Утро седьмого дня | страница 59



Всё это очень странно и всё перепутано.

Как будто суются в буфет покупать себе билет и лезут в кассу покупать бутылку квасу.

Рассеянные люди.

Вот и студента на углу Фурштатской по рассеянности подстрелили.

Пройдёт что-то около сорока лет, и таких мёртвых, скорченных будет много валяться на мостовых Петрограда. В иные дни они будут валяться десятками: в феврале, в июле и в декабре тысяча девятьсот семнадцатого. Будут стрелять друг в друга непонятно зачем люди, которые до этого ничего такого особенно плохого друг другу не сделали. Будут швыряться гранатами, будут бить смертным боем, бросать живых людей в Обводный канал, уволакивать куда-то, совать мордой к стенке и пулять в затылок, разбрызгивая горячую человеческую кровь и умные, может быть даже гениальные, мозги. Ещё потом, лет через двадцать пять, на эти улицы начнут как снег падать бомбы, счёт мертвецов пойдёт на сотни тысяч, и даже крысы не будут успевать обгрызать их.

А потом всё успокоится, и рассеянные люди заживут, в общем-то, как жили.

Да. А Вера Засулич вернётся в Петроград как раз в семнадцатом году, увидит свежую кровь, так похожую на кровь подстреленного ею генерал-адъютанта, и поймёт, что всё это было зря. Наверно, это так случится.

Во всяком случае, в том революционном разливе, у истоков которого она стояла в тальме и с револьвером в ридикюле, — в этом бушующем море она не найдёт себе ни островка, ни лодочки. Большевистская же власть вовсе вызовет у неё страх и отвращение.
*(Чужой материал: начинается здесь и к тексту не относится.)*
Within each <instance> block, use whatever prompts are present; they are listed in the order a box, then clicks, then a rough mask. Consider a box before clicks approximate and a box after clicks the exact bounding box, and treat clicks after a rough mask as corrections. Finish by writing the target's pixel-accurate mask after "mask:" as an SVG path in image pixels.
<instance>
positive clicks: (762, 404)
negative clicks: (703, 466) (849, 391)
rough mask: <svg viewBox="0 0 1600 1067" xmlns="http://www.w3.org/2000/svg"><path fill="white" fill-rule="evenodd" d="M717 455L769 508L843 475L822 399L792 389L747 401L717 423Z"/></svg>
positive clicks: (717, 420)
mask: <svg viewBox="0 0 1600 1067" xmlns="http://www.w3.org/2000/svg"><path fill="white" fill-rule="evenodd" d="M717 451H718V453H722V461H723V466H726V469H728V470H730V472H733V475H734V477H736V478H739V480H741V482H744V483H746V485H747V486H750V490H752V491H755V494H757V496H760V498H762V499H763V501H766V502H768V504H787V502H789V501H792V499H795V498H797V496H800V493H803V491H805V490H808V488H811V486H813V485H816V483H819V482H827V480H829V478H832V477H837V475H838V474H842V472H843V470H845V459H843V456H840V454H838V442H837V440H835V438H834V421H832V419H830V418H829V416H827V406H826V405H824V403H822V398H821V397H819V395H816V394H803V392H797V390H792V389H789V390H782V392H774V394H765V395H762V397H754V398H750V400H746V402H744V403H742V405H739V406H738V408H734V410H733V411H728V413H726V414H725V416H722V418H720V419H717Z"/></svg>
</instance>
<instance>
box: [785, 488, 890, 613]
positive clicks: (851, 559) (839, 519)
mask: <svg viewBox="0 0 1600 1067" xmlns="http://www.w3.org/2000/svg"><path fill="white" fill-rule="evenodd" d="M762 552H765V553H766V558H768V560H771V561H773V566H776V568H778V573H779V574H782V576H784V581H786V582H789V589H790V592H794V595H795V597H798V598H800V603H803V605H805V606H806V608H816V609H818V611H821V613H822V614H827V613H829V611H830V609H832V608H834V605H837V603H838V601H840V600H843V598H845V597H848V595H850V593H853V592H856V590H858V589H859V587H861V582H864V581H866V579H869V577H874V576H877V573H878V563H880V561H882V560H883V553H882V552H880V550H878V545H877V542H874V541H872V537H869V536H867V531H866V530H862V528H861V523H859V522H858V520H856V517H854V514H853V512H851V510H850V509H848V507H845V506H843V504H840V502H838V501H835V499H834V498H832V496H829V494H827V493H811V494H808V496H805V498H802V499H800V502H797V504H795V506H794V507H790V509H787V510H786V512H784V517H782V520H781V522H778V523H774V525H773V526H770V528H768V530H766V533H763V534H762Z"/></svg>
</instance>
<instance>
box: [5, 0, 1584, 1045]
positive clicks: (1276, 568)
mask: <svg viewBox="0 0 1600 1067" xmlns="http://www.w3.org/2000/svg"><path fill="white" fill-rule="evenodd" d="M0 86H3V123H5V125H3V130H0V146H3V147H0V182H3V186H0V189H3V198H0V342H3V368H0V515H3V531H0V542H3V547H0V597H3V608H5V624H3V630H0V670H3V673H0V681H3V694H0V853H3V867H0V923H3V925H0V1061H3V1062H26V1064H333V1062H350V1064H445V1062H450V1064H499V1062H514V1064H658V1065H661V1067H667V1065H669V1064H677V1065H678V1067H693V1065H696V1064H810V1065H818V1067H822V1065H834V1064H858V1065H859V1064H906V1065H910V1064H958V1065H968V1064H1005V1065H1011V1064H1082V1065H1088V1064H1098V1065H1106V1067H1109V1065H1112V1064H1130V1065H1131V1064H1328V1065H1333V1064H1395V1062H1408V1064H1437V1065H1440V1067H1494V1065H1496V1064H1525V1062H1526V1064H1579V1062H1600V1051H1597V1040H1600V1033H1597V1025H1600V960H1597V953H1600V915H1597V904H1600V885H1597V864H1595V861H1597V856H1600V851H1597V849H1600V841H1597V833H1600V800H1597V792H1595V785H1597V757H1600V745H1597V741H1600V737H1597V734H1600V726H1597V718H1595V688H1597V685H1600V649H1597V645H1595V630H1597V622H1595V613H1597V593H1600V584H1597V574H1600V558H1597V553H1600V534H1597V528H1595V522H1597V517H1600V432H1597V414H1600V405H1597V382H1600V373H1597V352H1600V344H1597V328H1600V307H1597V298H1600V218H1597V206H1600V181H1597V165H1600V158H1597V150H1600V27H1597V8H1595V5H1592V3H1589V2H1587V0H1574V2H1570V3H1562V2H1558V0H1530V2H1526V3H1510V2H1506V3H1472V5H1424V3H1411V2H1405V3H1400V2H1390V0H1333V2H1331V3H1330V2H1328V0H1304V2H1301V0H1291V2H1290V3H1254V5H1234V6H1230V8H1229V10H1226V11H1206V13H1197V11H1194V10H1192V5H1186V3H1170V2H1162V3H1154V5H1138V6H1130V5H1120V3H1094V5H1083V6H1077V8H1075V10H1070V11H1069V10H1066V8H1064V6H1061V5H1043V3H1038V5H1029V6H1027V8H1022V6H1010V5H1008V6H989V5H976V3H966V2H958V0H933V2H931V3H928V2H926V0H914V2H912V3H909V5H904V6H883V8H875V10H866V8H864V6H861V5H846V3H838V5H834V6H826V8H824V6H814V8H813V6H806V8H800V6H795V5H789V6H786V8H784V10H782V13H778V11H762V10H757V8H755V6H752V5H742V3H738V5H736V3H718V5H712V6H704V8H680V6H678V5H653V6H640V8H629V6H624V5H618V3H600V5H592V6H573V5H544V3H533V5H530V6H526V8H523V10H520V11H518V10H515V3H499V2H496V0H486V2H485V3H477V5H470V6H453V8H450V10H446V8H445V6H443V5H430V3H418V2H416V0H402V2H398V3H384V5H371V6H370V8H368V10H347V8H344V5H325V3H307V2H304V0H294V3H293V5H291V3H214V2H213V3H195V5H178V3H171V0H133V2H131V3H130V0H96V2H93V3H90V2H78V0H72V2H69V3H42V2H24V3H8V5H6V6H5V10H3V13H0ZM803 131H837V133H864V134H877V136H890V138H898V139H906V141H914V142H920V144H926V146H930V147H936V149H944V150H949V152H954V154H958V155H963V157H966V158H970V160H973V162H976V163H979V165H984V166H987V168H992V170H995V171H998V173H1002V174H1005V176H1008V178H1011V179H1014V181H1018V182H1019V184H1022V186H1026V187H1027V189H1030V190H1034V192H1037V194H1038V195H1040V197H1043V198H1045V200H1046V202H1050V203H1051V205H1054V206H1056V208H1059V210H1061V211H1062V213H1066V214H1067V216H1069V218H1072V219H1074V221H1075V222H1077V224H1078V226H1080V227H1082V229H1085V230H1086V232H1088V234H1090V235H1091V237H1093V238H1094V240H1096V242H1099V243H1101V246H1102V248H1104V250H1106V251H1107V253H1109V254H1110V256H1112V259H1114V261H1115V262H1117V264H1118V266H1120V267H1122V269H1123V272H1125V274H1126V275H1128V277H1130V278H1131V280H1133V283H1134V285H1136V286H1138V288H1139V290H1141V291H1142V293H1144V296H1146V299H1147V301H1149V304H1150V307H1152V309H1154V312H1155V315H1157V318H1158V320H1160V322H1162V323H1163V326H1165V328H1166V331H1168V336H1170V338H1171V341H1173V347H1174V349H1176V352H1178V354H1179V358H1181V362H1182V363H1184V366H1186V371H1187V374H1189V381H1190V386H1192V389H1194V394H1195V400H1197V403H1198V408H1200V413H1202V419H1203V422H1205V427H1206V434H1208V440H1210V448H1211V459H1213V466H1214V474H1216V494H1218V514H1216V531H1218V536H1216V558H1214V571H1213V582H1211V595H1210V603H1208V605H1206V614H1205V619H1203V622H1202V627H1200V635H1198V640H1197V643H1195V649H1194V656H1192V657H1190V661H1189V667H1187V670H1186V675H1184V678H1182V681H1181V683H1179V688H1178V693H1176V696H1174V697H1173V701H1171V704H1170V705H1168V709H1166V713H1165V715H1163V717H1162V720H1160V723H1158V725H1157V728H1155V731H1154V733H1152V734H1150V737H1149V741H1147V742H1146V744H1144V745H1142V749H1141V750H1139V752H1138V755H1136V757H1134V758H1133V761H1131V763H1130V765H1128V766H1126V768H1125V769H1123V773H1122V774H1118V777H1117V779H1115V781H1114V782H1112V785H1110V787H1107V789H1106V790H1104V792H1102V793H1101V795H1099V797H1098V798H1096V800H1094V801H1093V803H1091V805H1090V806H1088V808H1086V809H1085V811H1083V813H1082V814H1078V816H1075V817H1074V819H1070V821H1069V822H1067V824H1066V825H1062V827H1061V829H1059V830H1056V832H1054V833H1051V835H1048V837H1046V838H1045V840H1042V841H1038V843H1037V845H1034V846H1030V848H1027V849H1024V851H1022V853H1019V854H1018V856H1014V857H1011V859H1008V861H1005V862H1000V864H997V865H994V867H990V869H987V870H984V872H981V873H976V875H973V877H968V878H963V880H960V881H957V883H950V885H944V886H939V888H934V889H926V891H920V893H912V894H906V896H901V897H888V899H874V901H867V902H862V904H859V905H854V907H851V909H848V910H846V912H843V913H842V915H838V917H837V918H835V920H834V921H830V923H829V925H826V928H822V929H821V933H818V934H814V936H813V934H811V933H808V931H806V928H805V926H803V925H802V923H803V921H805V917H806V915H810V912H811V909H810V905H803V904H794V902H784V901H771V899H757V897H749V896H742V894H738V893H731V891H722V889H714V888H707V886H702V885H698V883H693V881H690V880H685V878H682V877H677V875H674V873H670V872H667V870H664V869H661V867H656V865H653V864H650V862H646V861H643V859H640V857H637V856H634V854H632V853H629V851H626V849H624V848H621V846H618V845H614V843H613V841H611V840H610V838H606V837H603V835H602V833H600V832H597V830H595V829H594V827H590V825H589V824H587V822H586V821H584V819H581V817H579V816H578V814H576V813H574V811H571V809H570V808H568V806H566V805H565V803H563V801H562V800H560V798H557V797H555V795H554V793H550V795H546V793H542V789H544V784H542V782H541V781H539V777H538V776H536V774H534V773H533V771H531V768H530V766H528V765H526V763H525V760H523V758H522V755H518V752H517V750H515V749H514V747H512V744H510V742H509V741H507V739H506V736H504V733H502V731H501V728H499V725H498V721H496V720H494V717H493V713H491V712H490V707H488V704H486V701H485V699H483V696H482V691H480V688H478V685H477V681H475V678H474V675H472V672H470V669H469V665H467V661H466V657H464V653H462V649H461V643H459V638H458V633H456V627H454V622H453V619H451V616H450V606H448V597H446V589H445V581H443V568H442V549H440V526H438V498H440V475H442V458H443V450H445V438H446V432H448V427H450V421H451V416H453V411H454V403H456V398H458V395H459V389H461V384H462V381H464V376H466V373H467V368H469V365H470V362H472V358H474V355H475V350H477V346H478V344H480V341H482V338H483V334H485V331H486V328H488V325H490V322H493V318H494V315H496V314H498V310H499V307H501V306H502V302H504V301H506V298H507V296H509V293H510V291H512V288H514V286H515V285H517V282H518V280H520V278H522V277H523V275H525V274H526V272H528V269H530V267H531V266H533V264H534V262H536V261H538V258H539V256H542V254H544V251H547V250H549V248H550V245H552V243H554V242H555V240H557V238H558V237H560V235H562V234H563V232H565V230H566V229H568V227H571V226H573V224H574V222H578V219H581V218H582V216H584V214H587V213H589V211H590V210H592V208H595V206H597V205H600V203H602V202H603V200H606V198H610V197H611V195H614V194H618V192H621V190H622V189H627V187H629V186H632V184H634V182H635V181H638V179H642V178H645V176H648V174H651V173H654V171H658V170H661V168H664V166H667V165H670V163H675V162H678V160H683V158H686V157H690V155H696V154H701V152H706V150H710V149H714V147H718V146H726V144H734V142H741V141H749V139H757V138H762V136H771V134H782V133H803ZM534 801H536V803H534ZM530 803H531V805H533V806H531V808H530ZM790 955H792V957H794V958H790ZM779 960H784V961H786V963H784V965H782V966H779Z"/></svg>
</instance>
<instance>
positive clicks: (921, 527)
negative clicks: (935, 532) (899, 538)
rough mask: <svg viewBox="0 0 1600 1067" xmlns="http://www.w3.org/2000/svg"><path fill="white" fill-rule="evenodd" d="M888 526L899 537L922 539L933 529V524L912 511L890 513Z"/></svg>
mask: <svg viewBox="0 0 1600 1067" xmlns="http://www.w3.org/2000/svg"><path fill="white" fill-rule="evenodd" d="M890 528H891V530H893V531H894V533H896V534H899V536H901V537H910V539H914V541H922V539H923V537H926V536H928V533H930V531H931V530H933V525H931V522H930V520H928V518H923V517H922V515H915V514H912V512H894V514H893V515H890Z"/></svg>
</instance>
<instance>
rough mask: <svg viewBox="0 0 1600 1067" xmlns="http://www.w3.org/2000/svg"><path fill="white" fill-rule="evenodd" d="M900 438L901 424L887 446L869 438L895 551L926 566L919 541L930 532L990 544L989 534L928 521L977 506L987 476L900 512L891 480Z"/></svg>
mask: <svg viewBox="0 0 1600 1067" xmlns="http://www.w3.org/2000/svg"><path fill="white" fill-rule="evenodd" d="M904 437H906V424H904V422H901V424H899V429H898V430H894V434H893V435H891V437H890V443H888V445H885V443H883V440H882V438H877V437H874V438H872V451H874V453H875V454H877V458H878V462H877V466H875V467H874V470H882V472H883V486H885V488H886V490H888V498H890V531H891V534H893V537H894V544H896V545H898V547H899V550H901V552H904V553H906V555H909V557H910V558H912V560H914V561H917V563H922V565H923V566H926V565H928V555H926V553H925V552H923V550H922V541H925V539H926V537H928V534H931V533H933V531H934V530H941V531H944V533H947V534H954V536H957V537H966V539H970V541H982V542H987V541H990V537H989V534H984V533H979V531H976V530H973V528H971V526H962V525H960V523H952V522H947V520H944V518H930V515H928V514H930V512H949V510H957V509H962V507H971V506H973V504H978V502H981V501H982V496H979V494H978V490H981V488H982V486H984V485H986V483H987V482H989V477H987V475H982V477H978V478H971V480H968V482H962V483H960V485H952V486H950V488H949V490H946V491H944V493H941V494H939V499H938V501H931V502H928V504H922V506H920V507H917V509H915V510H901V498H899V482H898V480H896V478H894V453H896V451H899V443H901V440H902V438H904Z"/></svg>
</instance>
Ещё бы: она так кипятилась по поводу высеченного Боголюбова, а тут людей секут в хвост и в гриву, пулемётами и шашками, у стенок, в чистом поле и по подвалам без числа и срока.
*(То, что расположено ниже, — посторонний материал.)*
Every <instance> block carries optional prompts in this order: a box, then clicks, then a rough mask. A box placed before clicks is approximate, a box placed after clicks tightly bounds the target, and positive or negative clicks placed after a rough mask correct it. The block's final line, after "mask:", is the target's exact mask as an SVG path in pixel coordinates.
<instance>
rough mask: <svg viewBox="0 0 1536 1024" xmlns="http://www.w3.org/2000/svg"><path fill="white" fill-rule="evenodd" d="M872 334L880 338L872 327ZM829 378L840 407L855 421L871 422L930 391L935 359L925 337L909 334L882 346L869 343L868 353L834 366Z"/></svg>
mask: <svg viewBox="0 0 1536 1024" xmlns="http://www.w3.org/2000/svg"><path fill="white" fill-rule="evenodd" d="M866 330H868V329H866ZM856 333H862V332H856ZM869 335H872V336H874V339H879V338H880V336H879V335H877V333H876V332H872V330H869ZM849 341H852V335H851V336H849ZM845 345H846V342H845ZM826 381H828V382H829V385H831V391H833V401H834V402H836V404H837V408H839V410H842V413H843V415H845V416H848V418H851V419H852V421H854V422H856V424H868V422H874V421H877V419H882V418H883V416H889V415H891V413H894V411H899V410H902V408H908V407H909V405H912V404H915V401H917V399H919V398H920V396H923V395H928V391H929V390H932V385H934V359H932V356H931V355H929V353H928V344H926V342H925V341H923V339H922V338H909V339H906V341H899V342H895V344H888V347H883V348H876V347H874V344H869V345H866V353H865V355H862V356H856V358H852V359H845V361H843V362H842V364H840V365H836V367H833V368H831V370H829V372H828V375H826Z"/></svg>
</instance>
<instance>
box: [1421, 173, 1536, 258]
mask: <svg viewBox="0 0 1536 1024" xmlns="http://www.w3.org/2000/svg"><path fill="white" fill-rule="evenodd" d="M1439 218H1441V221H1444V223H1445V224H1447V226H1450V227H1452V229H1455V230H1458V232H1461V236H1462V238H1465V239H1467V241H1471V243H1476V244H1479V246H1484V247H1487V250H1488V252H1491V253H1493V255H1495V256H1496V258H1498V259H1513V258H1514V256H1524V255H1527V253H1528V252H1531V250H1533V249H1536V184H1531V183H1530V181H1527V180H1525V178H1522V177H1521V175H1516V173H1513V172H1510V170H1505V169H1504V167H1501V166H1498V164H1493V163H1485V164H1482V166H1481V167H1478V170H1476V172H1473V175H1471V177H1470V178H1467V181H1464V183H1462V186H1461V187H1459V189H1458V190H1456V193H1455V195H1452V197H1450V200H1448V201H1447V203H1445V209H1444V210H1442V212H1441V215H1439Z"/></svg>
Ей ничего больше не останется, как лечь на девичью кроватку, на белую простынку и вытянуться, запрокинув голову и закрыв поплотней глазки, чтобы не смотреть в пугающую бесконечность.

Записочка сумасшедшего

Наш трамвай между тем, скрипя и покрякивая, поворачивает налево.

Угол Некрасова и Литейного. Перепутье, где трамваи разбегаются в разные стороны. Тридцать второй направо, к Финляндскому вокзалу. Двадцать восьмой налево — и пошёл, поехал по Литейному, по Владимирскому вдаль. А двенадцатый и наш, пятый, вильнув тоже налево, тут же сделают правый вираж и втекут в улицу Белинского, покатятся наперерез Фонтанке.
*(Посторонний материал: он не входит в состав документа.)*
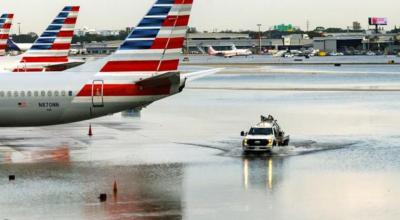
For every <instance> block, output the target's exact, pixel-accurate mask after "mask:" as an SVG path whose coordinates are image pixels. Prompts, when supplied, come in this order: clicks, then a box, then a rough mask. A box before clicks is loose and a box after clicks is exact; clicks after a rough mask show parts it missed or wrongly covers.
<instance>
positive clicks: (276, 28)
mask: <svg viewBox="0 0 400 220" xmlns="http://www.w3.org/2000/svg"><path fill="white" fill-rule="evenodd" d="M273 29H274V30H275V31H281V32H293V31H295V28H294V26H293V25H292V24H288V25H285V24H279V25H275V26H274V28H273Z"/></svg>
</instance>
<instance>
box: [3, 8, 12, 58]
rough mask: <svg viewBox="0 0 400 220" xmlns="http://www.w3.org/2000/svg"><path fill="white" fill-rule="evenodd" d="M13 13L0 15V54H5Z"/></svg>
mask: <svg viewBox="0 0 400 220" xmlns="http://www.w3.org/2000/svg"><path fill="white" fill-rule="evenodd" d="M13 19H14V14H3V15H1V17H0V56H4V55H6V49H7V40H8V38H9V37H10V29H11V25H12V20H13Z"/></svg>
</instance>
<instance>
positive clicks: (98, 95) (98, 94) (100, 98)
mask: <svg viewBox="0 0 400 220" xmlns="http://www.w3.org/2000/svg"><path fill="white" fill-rule="evenodd" d="M103 94H104V81H103V80H94V81H93V84H92V103H93V107H95V108H99V107H104V98H103Z"/></svg>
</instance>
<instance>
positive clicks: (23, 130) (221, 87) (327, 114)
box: [0, 66, 400, 220]
mask: <svg viewBox="0 0 400 220" xmlns="http://www.w3.org/2000/svg"><path fill="white" fill-rule="evenodd" d="M397 70H398V67H396V66H352V67H346V66H343V67H342V68H340V69H338V68H335V67H333V66H332V67H327V66H314V67H311V66H306V67H304V66H291V67H266V66H257V67H254V68H236V67H230V68H227V69H226V70H225V71H224V72H223V73H221V74H218V75H217V76H213V77H209V78H206V79H203V80H200V81H198V82H196V83H193V84H190V85H189V86H188V90H186V91H185V92H184V93H182V94H180V95H178V96H174V97H170V98H168V99H166V100H163V101H161V102H158V103H155V104H153V105H151V106H149V107H148V108H145V109H144V110H143V111H142V112H141V116H140V117H136V116H135V115H133V116H121V115H114V116H109V117H105V118H101V119H98V120H94V121H92V125H93V133H94V136H93V137H91V138H90V137H87V129H88V125H89V122H82V123H76V124H71V125H63V126H54V127H44V128H21V129H14V128H13V129H1V137H0V162H1V169H0V177H1V179H0V195H1V196H0V218H1V219H56V218H57V219H265V218H270V219H305V220H306V219H307V220H308V219H398V218H399V217H400V211H399V209H398V198H399V197H400V188H399V187H398V186H399V185H400V172H399V171H400V160H398V155H400V136H399V133H398V131H399V130H400V112H399V109H400V102H399V100H400V92H397V91H396V90H397V89H398V90H399V91H400V72H398V71H397ZM276 88H284V89H283V90H277V91H274V90H273V89H276ZM309 88H312V89H313V91H309V90H307V89H309ZM338 88H339V89H338ZM359 88H362V91H357V89H359ZM388 88H390V89H391V91H384V89H388ZM329 90H331V91H329ZM261 114H271V115H274V116H275V117H276V118H277V119H278V120H279V124H280V125H281V126H282V127H283V128H284V129H285V131H286V132H287V133H288V134H290V135H291V143H290V145H289V146H287V147H282V148H278V149H276V150H274V152H272V153H271V154H270V153H266V154H249V155H244V154H243V153H242V149H241V141H242V137H240V131H242V130H244V129H246V128H249V127H250V126H252V125H254V124H255V123H257V122H258V120H259V115H261ZM11 174H12V175H15V176H16V180H15V181H11V182H10V181H9V180H8V176H9V175H11ZM115 180H116V181H117V183H118V192H117V193H116V194H113V182H114V181H115ZM101 193H107V194H108V200H107V201H106V202H104V203H101V202H100V201H99V200H98V196H99V195H100V194H101Z"/></svg>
На этом углу, слева, помнится, светилась неоновая надпись: «Столовая. Вечерний ресторан». Почему-то меня, когда я был дитя, удивляла эта запрограммированная метаморфоза: днём всего-навсего столовка, а вечером — как лягушка превращается в царевну — ресторан. В тогдашние советские валенково-ватниковые годы слово «ресторан» обозначало что-то из царства труднодоступной роскоши, а в столовых — студенческих, заводских и прочих — на тарелках лежали одинаковые серые котлеты с толстобокими макаронами или вялые сосиски в окружении тушёной капусты.